When Graci came to visit me during the month I stayed in New York, walking in the park was our favorite thing to do. In the park, it is both easy to forget that your in the middle of a city and impossible to imagine that you’re anywhere but New York. On a cool but sunny early Sunday morning, it was full of locals—young couples with strollers, older people with their grand kids, and lots and lots of dogs.

We meandered through the zoo, pausing to watch the sea lions swim a few laps. My coffee was empty and we had both walked up a bit of an appetite, so we stopped to share a bagel and refill my cup. We ate our bagel at a small, wobbly table near the coffee cart in the middle of a scene from Hitchcock’s The Birds. The entertainment was provided by a woman who fed bits of muffin to her three tiny dogs who sat in a stroller across from her chair. As they opened their mouths for food, they looked like baby birds, their stroller like a nest on wheels. When actual birds hopped across the woman’s table, hoping for a snack, she hissed and batted them away. Graci and I laughed.

“The irony of this is, apparently, lost on her,” I said.

“Apparently,” said Graci. “But, you know, that’s what my mother would be if she lived here.” It’s true. She already has a Chihuahua and a miniature Jack Russell terrier. She’s really just a toy poodle and a dog stroller away from Central Park crazy.

After our bagel, we headed back to the hotel. It was that time. A weekend that has taken me entirely too long to write about was, in reality, entirely too short. I’m not going to write much about what it was like to say goodbye to Graci, except to say that it was sad. You know what sad looks like, right? If not, I’m sure a woman named Ingrid has posted a picture of it online somewhere. Google it.

I’m also not going to write much about what it was like to actually catch our bus back to Baltimore, except to say that I am not sorry for yelling at that customer service representative on the phone. That’s what you get for working for a company that sends people the wrong confirmation numbers. You get yelled at. There are better people—people who understand that it’s probably not really your fault that the numbers are wrong, who understand that yelling at you does no real good. There are these better people, but they take the train.

The ride back to Baltimore was long. And boring. And once again, we didn’t really sit with each other. Blake was in the row behind me. I spent half the trip twisted around in my seat, talking to him. I told him one or two things about myself I probably wouldn’t have if I hadn’t been so tired. He said all the right things in return. When I turned back around after our conversation, I had to swallow hard to keep from tearing up.
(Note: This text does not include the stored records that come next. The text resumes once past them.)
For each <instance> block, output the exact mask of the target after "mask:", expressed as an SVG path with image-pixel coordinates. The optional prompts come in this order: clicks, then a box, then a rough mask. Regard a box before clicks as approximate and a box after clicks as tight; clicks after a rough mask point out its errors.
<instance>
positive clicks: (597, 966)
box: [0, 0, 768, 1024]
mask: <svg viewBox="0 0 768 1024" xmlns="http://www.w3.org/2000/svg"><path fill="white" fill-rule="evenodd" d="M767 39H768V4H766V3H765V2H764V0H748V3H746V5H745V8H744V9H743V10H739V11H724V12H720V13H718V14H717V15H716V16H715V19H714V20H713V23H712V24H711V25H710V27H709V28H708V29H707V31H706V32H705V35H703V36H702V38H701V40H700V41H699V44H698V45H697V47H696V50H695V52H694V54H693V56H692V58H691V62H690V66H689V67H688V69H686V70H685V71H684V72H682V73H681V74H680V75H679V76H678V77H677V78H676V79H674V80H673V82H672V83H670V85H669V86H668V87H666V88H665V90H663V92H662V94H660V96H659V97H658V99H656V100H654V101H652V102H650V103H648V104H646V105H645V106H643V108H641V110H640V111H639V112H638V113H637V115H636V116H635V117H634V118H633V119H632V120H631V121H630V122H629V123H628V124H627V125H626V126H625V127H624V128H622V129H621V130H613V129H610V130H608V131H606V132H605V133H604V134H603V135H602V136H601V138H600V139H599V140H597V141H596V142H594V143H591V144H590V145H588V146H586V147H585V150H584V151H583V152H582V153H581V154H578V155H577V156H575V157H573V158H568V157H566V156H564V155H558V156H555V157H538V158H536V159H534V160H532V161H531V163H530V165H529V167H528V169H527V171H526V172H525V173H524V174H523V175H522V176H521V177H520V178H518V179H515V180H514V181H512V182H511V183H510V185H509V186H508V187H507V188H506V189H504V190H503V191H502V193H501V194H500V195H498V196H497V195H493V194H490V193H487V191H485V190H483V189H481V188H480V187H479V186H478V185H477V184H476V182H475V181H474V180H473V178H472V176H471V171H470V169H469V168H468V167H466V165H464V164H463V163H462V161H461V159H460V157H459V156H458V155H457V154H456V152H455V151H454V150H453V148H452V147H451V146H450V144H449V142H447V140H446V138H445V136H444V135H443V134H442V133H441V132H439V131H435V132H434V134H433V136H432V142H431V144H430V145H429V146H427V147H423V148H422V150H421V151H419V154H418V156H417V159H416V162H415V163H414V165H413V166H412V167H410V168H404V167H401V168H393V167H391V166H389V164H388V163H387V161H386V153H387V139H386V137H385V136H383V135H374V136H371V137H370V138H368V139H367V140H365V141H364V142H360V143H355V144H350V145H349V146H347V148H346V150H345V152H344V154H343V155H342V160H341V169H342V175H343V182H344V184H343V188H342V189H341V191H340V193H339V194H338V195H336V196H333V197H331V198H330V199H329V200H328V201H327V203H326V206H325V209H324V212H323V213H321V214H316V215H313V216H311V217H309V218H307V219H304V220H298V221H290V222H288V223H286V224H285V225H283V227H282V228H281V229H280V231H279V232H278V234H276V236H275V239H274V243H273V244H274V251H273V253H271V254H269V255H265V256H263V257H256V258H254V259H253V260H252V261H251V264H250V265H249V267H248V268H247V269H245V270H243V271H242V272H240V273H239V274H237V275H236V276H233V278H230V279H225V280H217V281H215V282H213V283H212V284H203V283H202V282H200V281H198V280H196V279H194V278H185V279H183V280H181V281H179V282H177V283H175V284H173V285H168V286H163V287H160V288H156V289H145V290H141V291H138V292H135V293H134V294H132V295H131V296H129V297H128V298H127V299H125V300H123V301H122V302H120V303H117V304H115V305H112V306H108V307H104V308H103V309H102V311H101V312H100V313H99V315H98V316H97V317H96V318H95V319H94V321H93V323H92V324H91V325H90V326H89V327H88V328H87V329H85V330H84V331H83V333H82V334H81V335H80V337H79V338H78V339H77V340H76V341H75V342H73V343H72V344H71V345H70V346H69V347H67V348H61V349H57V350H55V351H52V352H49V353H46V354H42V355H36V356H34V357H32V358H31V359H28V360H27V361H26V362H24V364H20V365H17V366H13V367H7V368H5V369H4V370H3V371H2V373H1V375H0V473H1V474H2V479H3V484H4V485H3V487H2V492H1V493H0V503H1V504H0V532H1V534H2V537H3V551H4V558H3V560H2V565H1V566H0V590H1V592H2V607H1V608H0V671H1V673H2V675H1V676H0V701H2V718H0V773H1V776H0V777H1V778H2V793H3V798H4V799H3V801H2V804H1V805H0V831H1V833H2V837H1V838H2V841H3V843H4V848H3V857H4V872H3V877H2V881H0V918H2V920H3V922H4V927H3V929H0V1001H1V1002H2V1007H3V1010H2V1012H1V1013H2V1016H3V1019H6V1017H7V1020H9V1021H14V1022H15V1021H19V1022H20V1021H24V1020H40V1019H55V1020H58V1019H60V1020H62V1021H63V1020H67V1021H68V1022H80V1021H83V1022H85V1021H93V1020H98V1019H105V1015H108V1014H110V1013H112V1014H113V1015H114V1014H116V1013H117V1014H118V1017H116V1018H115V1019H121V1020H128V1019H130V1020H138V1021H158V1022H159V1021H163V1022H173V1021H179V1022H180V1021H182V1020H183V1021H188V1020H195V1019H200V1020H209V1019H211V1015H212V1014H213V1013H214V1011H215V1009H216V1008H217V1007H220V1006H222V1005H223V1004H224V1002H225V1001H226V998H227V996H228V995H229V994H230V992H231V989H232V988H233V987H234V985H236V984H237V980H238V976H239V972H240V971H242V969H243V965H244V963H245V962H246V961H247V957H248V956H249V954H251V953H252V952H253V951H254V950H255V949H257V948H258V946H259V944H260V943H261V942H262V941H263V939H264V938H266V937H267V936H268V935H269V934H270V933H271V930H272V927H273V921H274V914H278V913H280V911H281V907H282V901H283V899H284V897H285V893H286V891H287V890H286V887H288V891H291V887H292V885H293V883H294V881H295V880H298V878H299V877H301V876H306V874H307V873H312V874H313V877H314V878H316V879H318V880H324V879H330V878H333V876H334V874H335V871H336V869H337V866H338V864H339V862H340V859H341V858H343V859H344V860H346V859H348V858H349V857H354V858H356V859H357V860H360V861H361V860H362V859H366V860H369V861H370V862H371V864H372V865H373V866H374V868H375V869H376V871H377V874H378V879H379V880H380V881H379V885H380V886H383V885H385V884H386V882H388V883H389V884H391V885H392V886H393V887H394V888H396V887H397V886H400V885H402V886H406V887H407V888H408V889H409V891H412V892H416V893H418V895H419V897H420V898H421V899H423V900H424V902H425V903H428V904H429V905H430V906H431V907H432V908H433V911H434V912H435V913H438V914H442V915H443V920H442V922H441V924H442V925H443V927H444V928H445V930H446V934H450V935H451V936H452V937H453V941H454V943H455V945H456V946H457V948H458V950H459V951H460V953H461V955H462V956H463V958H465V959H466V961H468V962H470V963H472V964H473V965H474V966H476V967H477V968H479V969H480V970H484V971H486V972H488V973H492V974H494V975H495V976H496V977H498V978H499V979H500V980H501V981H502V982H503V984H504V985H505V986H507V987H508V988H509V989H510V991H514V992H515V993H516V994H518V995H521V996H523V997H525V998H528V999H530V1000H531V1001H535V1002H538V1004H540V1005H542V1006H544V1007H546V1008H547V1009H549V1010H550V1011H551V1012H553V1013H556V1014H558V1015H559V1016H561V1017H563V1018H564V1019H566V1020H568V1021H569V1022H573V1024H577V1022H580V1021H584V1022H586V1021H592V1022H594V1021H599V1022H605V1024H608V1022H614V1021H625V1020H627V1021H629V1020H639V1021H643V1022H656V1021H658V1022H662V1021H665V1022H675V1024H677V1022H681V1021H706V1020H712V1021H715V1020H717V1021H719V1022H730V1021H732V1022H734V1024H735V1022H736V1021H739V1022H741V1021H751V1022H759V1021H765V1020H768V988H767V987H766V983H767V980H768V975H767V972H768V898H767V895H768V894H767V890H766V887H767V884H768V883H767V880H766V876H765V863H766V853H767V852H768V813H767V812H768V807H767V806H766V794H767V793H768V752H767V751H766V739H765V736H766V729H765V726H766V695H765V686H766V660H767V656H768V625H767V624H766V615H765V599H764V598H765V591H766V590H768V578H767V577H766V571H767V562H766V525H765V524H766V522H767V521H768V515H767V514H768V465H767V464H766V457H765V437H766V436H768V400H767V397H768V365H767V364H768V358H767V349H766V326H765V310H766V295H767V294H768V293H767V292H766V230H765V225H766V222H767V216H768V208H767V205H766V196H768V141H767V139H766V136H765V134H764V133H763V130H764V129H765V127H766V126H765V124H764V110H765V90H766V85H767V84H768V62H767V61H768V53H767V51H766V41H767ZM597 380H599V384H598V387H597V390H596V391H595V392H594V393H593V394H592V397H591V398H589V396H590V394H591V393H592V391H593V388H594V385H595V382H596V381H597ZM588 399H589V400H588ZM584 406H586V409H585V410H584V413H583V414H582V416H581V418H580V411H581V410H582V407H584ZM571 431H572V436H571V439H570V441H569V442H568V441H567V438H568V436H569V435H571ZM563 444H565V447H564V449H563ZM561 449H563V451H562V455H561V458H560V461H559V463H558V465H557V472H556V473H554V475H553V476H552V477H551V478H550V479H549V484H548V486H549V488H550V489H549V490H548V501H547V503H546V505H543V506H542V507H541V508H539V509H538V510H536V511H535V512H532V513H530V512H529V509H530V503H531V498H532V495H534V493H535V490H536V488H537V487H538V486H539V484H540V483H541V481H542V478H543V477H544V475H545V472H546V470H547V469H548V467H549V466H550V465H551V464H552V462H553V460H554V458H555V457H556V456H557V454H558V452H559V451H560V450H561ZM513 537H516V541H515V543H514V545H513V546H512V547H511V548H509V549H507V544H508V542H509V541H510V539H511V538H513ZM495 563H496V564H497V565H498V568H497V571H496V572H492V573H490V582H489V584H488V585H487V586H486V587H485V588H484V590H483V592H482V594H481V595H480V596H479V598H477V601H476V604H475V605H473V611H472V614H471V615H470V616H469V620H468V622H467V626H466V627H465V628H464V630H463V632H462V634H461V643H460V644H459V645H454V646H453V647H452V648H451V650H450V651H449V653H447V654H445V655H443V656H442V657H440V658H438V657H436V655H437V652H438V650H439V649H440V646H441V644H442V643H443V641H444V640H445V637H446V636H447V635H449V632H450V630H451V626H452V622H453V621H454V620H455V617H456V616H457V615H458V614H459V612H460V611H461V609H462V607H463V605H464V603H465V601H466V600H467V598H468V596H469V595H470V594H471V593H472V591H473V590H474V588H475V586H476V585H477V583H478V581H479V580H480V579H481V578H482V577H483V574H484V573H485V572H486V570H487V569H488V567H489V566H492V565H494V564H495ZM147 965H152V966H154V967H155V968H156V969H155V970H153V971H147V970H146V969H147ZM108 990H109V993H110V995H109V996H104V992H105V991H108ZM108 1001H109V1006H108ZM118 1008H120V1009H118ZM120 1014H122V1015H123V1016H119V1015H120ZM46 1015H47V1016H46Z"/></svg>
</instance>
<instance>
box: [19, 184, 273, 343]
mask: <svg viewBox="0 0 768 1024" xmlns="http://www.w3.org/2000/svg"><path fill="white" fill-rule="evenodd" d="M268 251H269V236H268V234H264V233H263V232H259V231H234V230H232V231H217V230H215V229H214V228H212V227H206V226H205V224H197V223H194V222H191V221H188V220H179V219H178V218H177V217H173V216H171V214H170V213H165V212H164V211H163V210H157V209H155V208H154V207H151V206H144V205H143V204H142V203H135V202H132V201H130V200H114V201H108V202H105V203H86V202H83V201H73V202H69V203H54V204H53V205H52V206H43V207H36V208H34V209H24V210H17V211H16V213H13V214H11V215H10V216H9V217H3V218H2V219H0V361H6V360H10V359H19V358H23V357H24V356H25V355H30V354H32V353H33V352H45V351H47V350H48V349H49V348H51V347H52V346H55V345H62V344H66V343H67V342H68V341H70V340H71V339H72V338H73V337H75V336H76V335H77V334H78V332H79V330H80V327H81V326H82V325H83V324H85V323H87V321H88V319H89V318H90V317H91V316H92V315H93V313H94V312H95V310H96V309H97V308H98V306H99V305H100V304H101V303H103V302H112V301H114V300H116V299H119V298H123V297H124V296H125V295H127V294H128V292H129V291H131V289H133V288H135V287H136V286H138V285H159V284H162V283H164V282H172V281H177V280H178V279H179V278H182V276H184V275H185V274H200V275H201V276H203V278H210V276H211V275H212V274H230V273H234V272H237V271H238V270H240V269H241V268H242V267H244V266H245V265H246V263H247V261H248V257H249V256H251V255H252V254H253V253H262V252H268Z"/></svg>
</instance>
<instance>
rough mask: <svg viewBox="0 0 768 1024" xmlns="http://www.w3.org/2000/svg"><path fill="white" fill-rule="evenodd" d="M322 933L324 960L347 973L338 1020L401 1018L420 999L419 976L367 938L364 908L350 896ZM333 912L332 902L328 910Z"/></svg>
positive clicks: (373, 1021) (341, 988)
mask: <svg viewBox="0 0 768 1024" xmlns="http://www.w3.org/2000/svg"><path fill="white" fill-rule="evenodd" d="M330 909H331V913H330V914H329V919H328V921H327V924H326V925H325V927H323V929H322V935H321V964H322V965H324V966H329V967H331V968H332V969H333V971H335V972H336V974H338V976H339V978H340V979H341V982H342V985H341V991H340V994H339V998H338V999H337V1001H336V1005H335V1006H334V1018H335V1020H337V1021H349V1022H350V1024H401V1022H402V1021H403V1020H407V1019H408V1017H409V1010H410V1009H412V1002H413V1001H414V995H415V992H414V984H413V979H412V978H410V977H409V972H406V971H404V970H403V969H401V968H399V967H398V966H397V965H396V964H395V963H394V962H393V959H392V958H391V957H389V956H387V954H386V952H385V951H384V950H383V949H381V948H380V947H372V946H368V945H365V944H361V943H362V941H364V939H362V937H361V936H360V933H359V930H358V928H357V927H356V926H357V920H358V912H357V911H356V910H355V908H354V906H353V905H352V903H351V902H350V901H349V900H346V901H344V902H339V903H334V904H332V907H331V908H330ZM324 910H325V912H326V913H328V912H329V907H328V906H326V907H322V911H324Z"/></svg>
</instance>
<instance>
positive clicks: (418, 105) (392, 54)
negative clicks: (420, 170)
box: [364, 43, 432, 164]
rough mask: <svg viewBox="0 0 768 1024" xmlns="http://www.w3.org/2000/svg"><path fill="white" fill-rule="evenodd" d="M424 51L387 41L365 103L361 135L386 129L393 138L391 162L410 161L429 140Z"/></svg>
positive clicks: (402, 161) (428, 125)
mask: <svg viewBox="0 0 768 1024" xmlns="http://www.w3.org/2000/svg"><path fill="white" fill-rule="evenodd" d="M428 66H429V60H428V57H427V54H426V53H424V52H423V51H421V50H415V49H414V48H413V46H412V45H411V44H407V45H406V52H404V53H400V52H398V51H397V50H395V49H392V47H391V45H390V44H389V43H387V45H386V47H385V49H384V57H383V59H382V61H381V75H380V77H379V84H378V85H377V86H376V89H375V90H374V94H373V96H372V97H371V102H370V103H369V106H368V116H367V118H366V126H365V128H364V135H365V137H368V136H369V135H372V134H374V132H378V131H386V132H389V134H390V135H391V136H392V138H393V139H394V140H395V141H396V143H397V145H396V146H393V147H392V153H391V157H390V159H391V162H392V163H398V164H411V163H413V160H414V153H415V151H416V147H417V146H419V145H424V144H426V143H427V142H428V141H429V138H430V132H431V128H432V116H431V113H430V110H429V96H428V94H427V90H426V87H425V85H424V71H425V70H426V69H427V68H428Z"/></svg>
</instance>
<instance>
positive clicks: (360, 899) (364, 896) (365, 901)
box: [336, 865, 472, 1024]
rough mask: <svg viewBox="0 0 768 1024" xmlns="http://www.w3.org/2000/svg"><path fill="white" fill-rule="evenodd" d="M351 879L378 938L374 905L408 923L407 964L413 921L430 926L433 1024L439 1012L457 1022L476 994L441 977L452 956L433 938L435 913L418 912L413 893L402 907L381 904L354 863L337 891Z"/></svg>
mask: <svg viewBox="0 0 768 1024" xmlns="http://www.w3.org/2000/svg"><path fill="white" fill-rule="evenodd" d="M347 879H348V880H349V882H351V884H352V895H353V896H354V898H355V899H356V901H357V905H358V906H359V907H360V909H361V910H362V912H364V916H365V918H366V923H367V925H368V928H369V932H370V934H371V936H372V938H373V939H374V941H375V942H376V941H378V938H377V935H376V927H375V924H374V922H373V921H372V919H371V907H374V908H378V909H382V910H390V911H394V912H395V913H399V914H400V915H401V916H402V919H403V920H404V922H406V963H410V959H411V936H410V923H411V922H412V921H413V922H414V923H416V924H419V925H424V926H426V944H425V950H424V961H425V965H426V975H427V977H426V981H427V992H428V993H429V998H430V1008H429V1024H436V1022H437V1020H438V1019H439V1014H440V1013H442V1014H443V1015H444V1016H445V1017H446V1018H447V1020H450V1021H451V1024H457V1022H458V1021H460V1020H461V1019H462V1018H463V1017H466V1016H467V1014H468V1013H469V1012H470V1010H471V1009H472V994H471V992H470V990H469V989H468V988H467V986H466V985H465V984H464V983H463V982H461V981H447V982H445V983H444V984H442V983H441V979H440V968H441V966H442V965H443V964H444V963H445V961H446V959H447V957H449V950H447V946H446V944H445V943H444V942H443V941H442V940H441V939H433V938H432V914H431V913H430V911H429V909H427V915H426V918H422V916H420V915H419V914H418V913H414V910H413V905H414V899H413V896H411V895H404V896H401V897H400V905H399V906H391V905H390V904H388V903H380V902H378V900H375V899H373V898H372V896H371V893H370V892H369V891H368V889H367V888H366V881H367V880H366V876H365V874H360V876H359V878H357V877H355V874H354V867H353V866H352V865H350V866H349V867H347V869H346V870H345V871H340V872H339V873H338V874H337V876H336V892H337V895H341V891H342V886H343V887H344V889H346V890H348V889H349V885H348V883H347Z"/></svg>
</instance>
I never see friendship coming. It always sneaks up on me. It somehow both knocks the wind out of me out, and then catches me...just as I’m sure I’m going to fall off my skates.


Eric said...

Awesome posts T, I loved 'em all.

Terroni said...

Thank you, Eric.

dive said...

Beautifully written, T.
Funny, charming and sad. Damn, you're good!

Susanlee said...

I want a Blake. And a Graci. :(

secret agent woman said...

Those posts were great.

But dogs in a stroller. Dogs. In a stroller. Gads.

.j.william. said...

awesomeness. A glass of wine later I got to have a vicarious trip to my favorite city. Thank you.

Now I'm all missing on Brian and wondering why plane tix to NY are $300 right now...sigh.

Maria said...

You know, this is the magic of New York. You go and never come home thinking that it was boring or a waste of time. I have met the most fascinating people, including an ex cop in a subway, a trans, and a woman in a drugstore who told me that she attributed her beautiful skin to using Noxzema since she was 13.

And you know, the best friends sneak up on you. And that is exactly the way that it should be.

Eric said...

Hey, watch out for my fence. It left here Tuesday headed east at about 70 mph.

MmeBenaut said...

Merry Christmas little one. Have a lovely day.